5.  What does this all mean?

I hate answering this question.  HATE.  It’s scary and I don’t like to talk about.  I’m not sailing away on the Good Ship Lollipop wearing my rose-colored glasses when it comes to Claire’s prognosis -- but I also don’t particularly enjoy thinking about or talking about the death of children.  Any children.  Especially my child.  I prefer people digest the facts themselves and come to their own conclusions, or Google it.  But, that’s not been working out so well (see Exhibit 1. Peter) so... here goes.

Claire could die from this.

There. I said it.  She could die. Of course, she could get run over by a runaway Dial-A-Ride bus too -- there are no guarantees about how long we get to bless this world with our presence. But there it is. Claire could have a massive stroke today, tomorrow, or (hopefully) never.  The surgery may be a success, or it may not.  This could develop on the other side of her brain, or it might not.  We. Just. Don’t. Know.  I’ve been told a lot of scary facts, and figures, and I don’t like to talk about them. Or even particularly think about them to be honest.  No one does.  

You don’t want to come up to me in the grocery store and ask, “How’s Claire?” and have me respond with, “Well, there’s an upwards of 67% chance that she could have a massive stroke and die within the next six months.”  What’s the proper response to that?  “Ummm... I think I read somewhere that carrots are good brain food and I think they’re on sale this week.”?

Nope.  That’s not a conversation I want to have with anyone. Ever. So instead I focus on the ups and try to mitigate the downs.  
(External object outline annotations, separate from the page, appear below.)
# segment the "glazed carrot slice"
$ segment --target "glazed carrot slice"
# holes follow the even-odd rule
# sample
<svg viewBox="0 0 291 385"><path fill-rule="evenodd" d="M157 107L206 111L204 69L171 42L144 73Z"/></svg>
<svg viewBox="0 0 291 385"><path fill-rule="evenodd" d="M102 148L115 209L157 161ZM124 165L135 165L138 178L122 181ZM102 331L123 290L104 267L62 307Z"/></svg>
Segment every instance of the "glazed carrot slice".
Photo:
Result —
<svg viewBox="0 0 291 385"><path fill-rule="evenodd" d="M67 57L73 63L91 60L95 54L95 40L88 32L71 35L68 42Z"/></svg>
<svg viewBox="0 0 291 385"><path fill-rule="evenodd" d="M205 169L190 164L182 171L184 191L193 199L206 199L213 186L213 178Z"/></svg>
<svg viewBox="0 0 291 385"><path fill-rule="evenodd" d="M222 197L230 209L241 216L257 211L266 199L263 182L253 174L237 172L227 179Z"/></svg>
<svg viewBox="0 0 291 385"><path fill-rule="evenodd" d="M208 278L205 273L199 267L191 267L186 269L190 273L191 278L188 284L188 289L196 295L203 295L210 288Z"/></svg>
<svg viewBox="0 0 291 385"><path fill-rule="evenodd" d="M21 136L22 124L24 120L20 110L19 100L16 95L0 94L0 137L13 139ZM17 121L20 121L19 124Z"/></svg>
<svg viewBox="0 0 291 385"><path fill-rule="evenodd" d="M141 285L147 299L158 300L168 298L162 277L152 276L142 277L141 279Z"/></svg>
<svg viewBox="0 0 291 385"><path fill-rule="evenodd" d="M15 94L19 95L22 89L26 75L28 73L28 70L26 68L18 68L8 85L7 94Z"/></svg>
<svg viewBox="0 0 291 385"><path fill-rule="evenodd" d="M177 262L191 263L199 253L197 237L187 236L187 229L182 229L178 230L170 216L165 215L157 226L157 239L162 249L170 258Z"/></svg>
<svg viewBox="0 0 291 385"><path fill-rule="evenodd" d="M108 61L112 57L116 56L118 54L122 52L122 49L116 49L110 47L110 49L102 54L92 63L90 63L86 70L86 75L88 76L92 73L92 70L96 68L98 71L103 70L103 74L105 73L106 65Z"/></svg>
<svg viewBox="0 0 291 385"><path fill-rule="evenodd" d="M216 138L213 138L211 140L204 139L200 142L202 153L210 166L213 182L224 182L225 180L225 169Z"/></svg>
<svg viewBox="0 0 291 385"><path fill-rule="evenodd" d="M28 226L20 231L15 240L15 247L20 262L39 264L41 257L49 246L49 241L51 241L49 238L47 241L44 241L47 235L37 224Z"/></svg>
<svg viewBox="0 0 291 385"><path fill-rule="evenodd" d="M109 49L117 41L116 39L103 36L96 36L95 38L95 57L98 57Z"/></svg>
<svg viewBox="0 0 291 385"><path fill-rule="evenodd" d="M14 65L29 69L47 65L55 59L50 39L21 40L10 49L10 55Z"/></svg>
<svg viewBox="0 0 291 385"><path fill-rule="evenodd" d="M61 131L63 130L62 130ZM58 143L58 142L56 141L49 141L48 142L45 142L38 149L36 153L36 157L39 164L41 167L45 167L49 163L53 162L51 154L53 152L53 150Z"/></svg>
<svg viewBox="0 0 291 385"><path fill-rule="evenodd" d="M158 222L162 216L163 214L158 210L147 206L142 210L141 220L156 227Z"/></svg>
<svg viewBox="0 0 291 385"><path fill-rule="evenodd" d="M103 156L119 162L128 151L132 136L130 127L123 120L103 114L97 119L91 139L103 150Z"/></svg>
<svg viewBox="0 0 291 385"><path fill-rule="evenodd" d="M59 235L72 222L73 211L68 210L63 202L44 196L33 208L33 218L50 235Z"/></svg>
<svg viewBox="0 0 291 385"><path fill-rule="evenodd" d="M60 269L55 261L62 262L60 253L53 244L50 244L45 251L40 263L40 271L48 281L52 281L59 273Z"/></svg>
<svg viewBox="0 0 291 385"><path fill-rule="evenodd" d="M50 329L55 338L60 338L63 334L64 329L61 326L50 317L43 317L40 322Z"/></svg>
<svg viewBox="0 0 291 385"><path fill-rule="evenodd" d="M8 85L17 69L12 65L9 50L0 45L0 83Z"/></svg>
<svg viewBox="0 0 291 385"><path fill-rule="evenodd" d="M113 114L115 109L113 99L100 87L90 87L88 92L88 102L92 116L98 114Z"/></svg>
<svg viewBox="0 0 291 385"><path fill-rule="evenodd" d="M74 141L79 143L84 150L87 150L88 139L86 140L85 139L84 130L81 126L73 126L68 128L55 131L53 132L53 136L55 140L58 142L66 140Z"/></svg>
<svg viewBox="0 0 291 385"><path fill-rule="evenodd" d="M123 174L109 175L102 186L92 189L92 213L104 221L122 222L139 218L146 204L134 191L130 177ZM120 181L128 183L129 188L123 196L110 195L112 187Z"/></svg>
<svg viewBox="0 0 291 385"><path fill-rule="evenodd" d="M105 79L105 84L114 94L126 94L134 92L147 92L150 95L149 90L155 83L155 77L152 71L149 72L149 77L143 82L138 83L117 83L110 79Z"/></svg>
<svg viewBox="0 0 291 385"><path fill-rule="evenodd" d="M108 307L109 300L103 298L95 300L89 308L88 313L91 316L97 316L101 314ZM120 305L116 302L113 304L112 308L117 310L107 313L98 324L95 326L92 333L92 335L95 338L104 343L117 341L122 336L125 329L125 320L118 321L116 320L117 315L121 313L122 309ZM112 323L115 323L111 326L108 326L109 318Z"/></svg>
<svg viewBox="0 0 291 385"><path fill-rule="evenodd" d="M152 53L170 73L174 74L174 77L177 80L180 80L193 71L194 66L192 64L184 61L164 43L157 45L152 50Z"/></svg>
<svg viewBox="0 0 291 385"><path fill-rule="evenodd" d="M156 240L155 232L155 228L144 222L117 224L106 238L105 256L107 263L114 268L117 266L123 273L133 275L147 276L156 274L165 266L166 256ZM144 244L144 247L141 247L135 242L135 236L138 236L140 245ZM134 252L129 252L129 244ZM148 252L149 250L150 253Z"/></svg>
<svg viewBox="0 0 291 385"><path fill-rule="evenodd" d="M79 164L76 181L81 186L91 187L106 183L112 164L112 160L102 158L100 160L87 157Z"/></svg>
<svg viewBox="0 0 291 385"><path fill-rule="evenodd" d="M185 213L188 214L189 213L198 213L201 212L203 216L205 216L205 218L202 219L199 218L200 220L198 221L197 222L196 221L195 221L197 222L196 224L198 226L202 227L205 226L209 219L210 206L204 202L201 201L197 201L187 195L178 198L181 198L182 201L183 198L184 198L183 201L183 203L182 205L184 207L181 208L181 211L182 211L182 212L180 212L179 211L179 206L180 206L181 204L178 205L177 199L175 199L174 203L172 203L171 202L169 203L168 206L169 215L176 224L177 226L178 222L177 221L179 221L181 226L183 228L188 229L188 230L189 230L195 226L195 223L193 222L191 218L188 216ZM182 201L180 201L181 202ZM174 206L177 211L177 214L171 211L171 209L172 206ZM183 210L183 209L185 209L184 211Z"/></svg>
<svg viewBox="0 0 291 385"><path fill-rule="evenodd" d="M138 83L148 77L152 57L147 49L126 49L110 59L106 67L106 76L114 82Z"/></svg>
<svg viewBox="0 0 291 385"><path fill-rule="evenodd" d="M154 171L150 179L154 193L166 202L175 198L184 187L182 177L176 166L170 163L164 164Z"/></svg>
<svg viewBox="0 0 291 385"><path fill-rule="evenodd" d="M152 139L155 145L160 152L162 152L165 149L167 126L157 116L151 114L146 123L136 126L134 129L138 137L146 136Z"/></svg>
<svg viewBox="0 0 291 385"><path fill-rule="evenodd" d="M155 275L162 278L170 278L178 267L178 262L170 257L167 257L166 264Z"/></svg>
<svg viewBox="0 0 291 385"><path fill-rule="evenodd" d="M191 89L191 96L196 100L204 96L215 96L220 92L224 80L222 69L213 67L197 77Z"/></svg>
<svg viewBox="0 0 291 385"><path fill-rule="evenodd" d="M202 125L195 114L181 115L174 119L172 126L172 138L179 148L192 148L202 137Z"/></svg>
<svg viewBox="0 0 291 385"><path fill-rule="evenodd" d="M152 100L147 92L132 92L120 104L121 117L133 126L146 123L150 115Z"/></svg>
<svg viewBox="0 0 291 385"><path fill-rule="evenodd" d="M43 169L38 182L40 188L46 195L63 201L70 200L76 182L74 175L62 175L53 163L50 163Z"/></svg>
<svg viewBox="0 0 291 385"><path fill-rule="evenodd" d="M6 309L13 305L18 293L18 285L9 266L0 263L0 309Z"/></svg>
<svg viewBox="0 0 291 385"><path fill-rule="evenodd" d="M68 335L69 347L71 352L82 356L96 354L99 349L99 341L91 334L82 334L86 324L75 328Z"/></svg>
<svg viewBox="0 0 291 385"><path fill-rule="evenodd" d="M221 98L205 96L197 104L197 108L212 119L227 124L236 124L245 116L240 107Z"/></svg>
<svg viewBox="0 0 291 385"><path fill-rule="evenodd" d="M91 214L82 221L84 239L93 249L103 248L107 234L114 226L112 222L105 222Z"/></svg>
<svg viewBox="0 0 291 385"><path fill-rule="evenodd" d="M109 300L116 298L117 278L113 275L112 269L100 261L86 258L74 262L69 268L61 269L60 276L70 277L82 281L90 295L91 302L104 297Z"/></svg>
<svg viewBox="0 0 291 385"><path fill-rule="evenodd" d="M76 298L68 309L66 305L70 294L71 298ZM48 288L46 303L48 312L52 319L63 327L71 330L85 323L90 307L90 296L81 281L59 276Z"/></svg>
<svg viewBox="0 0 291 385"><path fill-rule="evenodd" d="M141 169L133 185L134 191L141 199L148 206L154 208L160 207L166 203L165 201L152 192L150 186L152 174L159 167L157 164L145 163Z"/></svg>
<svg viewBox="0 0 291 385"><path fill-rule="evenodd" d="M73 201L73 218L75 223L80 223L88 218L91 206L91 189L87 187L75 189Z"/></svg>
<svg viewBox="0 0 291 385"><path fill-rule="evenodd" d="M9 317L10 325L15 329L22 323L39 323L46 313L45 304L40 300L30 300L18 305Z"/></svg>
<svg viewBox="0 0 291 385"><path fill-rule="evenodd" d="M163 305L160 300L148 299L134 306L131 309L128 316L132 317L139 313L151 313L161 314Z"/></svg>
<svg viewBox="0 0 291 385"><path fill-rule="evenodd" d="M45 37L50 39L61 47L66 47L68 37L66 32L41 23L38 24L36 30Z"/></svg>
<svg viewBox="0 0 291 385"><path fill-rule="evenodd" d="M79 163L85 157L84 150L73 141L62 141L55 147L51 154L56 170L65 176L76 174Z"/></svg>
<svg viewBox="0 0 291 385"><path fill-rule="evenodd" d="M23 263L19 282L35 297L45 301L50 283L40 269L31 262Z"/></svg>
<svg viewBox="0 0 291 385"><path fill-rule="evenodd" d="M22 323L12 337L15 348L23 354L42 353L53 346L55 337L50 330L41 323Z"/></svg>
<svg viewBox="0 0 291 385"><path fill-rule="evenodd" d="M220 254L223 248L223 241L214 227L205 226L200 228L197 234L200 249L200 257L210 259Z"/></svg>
6.  So what are you going to do?

We are going to do what our neurosurgeon suggested we do... Live.  Claire’s life has been forever changed but we are still going to enjoy and celebrate that life as it is now.  We are going to celebrate the small victories (staying on honor roll despite all she’s been through) and the large ones (surviving a TIA).  She is still going to have to clean her room and eat her vegetables.  We are not going to mourn all the things she can’t do (ride a roller coaster, go on a water slide) but instead choose to enjoy the things she still can (ride a bike, swim).  For however long we can, we are going to live... and hopefully, hopefully, live well.

And we are going to try... TRY to listen to what Bob Marley said:

“In every life we have some trouble.  When you worry, you make it double.  Don't worry. Be happy.”